If you understand how residential developers and builders make their buying decisions, you will be likelier to achieve success in buying or selling land. Some builders search for property strictly by geographic area. Others search for parcels that would enable them to reach particular buyer submarkets, such as housing type, price range, lifestyle and age group. Either way, they begin by casting the net into their areas or markets of choice and sifting through potential acquisition candidates. They often have to pick through dozens of properties before they find one they think they can develop profitably and frequently spend varying amounts of time, effort and money collecting information before they even know if the parcel will work. Their due diligence focuses on obtaining answers to five fundamental but critical questions:
What can I build?
How many can I build?
What can I sell them for?
How long will it take to sell them?
What are the costs?
These questions collectively define economic feasibility and influence every decision developers and builders make – from their initial contact with the property, during negotiation of the contract with the seller, through subdivision approval, to the day of closing and beyond.
How do you estimate the value of land for residential development?
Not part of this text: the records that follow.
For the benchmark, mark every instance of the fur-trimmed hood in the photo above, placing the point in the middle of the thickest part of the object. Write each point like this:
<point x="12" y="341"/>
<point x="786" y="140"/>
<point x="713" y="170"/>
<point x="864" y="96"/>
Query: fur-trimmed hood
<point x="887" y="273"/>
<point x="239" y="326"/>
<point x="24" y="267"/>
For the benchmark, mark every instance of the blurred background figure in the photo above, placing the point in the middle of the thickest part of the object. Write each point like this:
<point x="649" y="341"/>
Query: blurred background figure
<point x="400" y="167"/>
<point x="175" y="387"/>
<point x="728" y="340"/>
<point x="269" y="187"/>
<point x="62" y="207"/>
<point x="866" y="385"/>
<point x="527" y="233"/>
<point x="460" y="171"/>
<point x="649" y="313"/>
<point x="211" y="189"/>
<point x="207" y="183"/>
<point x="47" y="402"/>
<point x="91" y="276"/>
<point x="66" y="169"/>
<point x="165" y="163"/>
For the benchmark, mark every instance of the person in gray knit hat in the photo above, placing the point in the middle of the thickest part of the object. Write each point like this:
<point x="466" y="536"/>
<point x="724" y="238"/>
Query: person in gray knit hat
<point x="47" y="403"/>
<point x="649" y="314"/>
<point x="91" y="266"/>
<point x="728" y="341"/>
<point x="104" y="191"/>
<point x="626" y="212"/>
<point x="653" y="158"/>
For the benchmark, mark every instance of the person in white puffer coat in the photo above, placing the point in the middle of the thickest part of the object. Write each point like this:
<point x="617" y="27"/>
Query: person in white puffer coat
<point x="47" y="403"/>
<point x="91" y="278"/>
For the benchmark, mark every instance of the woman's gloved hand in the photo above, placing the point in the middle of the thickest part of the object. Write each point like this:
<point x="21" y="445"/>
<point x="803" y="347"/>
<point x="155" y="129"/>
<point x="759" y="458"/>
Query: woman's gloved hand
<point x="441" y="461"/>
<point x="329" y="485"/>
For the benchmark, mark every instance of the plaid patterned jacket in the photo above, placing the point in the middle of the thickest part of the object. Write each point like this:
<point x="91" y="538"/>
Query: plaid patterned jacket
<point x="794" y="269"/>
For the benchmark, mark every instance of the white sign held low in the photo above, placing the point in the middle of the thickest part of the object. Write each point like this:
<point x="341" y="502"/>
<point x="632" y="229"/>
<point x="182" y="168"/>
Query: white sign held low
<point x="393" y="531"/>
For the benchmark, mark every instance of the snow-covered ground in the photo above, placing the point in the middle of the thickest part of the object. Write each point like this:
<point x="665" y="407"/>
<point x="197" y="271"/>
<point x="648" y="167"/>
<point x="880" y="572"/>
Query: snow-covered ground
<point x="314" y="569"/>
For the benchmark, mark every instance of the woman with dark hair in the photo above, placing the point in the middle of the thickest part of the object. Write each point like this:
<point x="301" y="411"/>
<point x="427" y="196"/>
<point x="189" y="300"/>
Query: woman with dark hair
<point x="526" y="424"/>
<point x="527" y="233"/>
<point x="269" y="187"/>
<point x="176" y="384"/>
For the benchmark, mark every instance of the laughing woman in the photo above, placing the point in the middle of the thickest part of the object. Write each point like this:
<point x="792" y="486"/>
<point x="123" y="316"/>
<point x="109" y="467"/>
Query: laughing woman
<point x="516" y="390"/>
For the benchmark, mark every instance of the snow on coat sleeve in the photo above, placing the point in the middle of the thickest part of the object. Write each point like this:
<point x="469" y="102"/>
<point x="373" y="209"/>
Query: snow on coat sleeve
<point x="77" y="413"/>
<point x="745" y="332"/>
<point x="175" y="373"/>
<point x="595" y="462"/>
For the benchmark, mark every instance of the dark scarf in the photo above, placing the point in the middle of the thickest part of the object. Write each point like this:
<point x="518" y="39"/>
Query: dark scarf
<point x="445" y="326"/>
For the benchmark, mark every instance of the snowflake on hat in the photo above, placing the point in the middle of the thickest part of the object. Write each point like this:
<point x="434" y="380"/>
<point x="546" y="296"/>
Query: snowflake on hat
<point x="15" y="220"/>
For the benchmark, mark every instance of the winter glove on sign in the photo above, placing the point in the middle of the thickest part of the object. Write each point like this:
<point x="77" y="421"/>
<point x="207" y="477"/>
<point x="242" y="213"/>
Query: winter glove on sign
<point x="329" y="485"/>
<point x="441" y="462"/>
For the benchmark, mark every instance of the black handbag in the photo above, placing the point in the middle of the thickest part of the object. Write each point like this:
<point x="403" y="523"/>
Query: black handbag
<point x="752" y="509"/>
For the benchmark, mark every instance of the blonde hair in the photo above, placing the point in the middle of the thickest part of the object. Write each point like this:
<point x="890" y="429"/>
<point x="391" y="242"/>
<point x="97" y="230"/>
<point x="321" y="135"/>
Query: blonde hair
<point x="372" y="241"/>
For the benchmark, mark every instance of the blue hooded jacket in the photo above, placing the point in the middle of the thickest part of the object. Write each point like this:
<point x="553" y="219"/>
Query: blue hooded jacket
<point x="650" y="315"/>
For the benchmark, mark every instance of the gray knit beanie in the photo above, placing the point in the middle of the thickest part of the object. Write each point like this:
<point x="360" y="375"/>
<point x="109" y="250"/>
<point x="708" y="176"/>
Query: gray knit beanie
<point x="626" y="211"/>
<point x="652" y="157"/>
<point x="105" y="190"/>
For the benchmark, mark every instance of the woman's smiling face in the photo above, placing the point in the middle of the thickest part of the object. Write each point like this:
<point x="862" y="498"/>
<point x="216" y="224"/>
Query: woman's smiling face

For starters, you should never price it by the acre or even think of it in terms of X$/acre. Raw land value is not derived from the number of acres but rather from what the property could yield, how it can be used, and the projected sale value of the total package end product (the new home on its lot). Its value is also related to the hard costs (i.e., costs for installing “horizontal improvements” to the site, such as streets, curbing, sidewalks, utility lines, and house construction costs or “vertical improvements”) and soft costs (expenses that will be incurred during the approval process). Accordingly, residential builders and developers do their income and expense projections for properties on a per-lot and not a per-acre basis. For all practical purposes, the parcel's overall size is a meaningless number in the developer's determination of property value.
Here's an illustration:
Suppose there are two vacant 50 acre parcels you're thinking about buying in the same municipality. Zoning for Parcel A requires a minimum lot size of 40,000 SF and width of 200 feet; Parcel B zoning requires 30,000 SF lots and 150 ft. widths. On average, the new homes would sell for $300,000 on Parcel A and $350,000 on Parcel B. Each parcel is fairly level with no remarkable physical constraints. Suppose per-lot improvement costs are ball parked at $56,000 for A and $43,500 for B.
In this scenario, Parcel A would probably be worth around $760,000 (or $19,000 per lot raw) to a builder who was buying fully-contingent. Parcel B, however, would command a price of over $2.3 mil ($44,000/lot). The reason that there's a big difference in the bottom-line value of these parcels is that there are differences in the lot yield, end product value and horizontal improvement costs. In this example, if Parcel A were for sale at $19,000/acre, it would be for sale for a long time because it was significantly overpriced. On the other hand, if Parcel B were for sale at $44,000/acre, it would sell in a heartbeat because it was greatly underpriced.